Secret UK government report lowers fracking expectations

Confidential Cabinet Office analysis predicts 155 wells by 2025 — a far cry from the thousands previously touted

Credit: Getty

The British government does not expect a fracking boom on the scale predicted by the shale gas industry, according to confidential Cabinet Office projections seen by Unearthed.

Far from the thousands of wells predicted by the shale gas industry just a few years ago, the government’s unreleased Implementation Unit Report on Shale Gas foresees only 155 wells drilled by 2025.

Meanwhile the most significant industry-backed studies on the scaling up of the UK’s nascent fracking industry estimate that 4,000 horizontal wells could be drilled by 2032, with 400 per year delivered at its peak.

If the government’s fracking forecast proves accurate, the shale gas industry would have to deploy 550 wells a year in order to reach its 2032 target — a figure far higher than even the industry’s ‘high activity scenarios’ suggest is possible.

Responding to the news, industry players blamed planning rules and falling gas prices for the delay and said more gas could be extracted with fewer wells than previously thought.

Dan Lewis, senior adviser at the Institute of Directors, which produced the analysis behind the 4,000 well figure, told Unearthed: “The 2013 projection that, at peak, the UK’s drilling schedule could see 400 new laterals installed hasn’t come to pass, for a variety of reasons.

“One major factor behind this is that further research into the UK’s geology has been held back by planning. Another is the fall in gas prices that have made exploration harder to justify.

“Of course, it is disappointing that the shale gas sector in the UK has not yet delivered the jobs, taxes and lower energy prices for all as in America. We are nonetheless encouraged by the findings last month at Preston New Road and more exploration is coming.”

Cuadrilla, the UK’s largest fracking firm, which produced its own modelling in 2012 that showed many more wells than the government now expects, said the discrepancy could be down to “technical drilling advancements” that “allow operators to access rich gas zones from just one well without the need for multiple vertical wells.”
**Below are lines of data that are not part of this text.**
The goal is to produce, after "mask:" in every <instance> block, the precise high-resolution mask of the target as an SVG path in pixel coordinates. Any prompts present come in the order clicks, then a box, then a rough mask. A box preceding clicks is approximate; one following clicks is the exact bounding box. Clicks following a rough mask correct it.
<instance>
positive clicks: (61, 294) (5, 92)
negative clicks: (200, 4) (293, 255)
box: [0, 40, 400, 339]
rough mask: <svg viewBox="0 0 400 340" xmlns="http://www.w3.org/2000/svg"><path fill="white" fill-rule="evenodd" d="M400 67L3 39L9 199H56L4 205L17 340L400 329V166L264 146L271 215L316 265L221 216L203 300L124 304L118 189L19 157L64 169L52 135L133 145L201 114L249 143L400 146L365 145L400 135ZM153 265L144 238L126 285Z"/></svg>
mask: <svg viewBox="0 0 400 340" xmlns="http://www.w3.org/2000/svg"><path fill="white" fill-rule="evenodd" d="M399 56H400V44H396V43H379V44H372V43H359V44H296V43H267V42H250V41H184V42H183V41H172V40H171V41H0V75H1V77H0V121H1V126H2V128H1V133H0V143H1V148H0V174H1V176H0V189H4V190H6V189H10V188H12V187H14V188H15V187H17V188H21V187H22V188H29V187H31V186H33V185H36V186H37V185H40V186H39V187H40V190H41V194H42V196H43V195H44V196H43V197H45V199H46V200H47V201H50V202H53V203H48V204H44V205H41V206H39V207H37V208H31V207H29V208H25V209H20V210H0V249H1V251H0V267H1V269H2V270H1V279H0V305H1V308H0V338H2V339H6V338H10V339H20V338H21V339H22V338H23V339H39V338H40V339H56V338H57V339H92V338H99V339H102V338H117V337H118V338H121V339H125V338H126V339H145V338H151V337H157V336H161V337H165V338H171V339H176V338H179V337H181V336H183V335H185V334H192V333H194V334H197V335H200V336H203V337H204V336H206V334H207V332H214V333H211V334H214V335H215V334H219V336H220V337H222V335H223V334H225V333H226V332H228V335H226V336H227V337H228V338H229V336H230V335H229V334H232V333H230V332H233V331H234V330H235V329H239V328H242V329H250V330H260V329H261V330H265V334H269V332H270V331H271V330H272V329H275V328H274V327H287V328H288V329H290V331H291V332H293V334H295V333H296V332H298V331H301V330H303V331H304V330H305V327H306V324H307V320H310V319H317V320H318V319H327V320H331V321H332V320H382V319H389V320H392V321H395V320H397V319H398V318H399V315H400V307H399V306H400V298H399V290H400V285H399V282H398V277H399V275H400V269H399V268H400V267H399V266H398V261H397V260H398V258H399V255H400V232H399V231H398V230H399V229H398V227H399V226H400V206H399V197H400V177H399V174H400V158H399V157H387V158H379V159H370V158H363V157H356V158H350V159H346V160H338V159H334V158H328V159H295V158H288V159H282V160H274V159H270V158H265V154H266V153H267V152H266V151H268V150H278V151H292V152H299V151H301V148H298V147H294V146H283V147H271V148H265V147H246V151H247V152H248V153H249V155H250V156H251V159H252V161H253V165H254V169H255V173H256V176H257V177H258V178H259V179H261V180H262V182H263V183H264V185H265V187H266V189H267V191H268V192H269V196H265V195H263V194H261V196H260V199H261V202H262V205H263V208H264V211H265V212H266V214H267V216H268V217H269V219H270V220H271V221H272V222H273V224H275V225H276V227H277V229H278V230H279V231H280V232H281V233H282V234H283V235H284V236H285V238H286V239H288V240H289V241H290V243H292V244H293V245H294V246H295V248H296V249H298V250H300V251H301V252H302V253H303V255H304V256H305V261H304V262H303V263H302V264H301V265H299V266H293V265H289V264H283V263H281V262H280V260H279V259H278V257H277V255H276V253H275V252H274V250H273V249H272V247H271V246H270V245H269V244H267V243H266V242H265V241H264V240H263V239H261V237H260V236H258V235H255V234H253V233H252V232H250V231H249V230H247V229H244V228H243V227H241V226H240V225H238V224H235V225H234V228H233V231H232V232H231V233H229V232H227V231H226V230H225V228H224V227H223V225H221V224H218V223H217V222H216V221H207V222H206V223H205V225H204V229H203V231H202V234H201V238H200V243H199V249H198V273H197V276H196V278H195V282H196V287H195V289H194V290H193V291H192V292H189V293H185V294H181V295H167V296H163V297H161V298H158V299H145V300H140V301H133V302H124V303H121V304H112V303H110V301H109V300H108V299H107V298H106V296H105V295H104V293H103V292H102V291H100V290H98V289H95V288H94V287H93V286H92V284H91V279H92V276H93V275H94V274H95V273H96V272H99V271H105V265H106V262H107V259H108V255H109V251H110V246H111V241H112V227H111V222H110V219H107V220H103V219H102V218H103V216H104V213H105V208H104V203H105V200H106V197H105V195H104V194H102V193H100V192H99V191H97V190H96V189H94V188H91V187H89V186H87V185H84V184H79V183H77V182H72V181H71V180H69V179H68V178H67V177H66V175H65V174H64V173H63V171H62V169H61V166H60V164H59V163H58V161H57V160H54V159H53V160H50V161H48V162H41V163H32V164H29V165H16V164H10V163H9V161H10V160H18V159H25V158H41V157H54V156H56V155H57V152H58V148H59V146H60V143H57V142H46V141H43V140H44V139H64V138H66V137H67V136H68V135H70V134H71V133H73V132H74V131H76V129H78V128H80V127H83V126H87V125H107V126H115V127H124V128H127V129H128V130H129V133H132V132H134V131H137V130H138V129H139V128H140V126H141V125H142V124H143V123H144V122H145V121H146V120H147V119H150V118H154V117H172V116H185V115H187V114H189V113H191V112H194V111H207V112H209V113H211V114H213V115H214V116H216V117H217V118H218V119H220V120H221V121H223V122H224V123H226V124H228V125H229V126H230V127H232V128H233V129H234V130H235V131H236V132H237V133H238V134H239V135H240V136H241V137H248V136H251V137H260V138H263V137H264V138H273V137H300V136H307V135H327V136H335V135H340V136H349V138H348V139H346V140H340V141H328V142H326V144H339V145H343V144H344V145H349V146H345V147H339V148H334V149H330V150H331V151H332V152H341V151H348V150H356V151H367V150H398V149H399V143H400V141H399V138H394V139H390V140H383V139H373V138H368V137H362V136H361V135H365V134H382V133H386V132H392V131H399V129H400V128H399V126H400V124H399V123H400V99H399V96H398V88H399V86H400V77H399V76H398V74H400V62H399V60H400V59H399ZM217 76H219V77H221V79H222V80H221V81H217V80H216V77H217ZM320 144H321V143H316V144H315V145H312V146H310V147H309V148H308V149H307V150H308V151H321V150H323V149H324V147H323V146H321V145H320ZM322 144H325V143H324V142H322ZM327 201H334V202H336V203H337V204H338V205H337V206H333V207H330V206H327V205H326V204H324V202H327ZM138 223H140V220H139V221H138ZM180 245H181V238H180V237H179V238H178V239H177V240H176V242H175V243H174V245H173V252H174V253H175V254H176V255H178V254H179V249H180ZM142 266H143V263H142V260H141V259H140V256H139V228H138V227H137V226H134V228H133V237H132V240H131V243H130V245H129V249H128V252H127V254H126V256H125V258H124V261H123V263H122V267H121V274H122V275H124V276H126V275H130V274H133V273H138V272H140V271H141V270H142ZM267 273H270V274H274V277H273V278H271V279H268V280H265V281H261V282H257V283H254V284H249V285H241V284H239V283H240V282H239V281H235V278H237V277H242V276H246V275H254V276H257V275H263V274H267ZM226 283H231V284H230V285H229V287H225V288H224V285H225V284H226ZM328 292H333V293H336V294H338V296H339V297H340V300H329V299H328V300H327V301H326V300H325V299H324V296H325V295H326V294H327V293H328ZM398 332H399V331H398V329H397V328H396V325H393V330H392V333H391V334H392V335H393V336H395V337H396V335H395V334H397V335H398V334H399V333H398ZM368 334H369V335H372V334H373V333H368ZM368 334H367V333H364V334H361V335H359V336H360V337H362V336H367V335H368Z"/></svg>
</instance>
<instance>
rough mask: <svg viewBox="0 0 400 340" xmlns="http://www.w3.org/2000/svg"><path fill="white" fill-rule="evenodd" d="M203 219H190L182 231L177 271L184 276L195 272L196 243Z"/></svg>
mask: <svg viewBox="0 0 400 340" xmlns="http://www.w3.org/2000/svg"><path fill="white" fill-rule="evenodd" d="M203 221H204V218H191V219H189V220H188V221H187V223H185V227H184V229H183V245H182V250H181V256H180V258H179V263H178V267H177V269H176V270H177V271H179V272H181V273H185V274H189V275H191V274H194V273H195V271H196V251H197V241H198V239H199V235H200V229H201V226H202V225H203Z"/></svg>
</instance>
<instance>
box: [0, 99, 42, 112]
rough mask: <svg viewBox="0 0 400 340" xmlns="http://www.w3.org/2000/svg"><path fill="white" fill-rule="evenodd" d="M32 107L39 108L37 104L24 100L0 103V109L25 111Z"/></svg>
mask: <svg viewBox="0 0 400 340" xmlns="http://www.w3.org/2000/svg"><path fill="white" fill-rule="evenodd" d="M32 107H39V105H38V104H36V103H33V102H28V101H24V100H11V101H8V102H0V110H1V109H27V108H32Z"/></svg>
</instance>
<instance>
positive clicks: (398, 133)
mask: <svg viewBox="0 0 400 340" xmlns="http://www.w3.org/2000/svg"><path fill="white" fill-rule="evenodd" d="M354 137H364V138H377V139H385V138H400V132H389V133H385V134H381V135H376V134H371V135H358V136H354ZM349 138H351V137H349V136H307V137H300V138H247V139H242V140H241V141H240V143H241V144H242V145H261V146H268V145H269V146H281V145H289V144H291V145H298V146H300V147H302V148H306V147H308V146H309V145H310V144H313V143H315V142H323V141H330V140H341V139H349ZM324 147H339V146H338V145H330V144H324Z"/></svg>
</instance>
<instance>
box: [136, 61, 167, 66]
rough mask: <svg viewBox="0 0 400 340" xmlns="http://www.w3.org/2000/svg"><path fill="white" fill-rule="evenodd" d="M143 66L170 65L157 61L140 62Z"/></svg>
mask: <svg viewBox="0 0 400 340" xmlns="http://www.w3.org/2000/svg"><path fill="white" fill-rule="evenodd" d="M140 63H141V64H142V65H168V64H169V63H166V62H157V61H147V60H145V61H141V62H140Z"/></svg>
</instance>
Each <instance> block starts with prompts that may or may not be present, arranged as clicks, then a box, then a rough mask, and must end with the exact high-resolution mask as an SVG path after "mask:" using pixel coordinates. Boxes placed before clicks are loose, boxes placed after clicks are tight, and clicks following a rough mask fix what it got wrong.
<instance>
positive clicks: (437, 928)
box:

The spokesperson said: “Over the last six years there have been significant changes in regulation, local planning timescales and permitting which would, amongst other factors, outdate the timeframe of the 2012 predictions.”


This latest setback for the industry – which failed to frack a single production well in 2017 – has triggered criticism of government energy policy.

Caroline Lucas, Leader of the Green Party, said: “This is further evidence that the fracking industry is doomed. Though ministers like to talk up fracking in public, and the industry boasts of its own potential, it simply isn’t looking viable even by its own measures.”

Drew Henry, the Scottish National Party’s business and energy spokesperson, said: “With twenty energy ministers in twenty years it is no surprise that the UK government has proven to be inept when it comes to energy policy. Not content with the white elephant that is Hinkley C, their other great ‘hope’ fracking is now seen, not only to be environmentally risky, but with projected returns that were wildly optimistic.”

A BEIS spokesperson said: “The UK government is committed to ensuring we have secure energy supplies that are reliable, affordable and clean. As part of this, shale gas has the potential to be a home-grown energy source which can lead to jobs and economic growth, contribute to our diverse energy mix to further enhance our security of supply, and help us achieve our climate change objectives.”

The Implementation Unit Report on Shale Gas

What little information Unearthed has gleaned so far about the report via freedom of information is:

  • Government expects ‘approximately’ 17 unconventional oil and gas sites across England and Wales by the end of this decade, and 30 to 35 by 2022.
  • ‘There could be around 155 wells by around 2025’ — not separated by exploration/production
  • There is no information beyond 2025

Contacted by Unearthed, a government spokesperson confirmed that these are the most recent estimates.

Industry expectations

A handful of reports on the scaling up of Britain’s shale gas industry have been published over the last few years, yet many rely on underlying forecasts made by the Institute of Directors in 2013 — that’s where EY got the 4,000 well stat from.

Looking further back, in 2012 would-be fracking firm Cuadrilla predicted 800 wells ‘within the next 5 to 10 years’ in the Bowland Shale alone, the largest of the UK’s three formations.

The UK government has not publicly produced its own estimates, though ministers have approvingly referenced the EY report’s findings in parliamentary debates.

The rosy future the shale gas industry once envisioned for itself is facing significant hurdles: public support has reached record lows, political opposition – chiefly in Scotland – has solidified and the financial burden for small firms has continued despite the fact that not a single production well has been drilled since 2011.

It’s widely agreed that 2018 will be a make-or-break year for fracking in the UK, with Cuadrilla buoyed by the recent gas find in its Lancashire license block but Third Energy’s ambitions derailed for the time being by financial woes.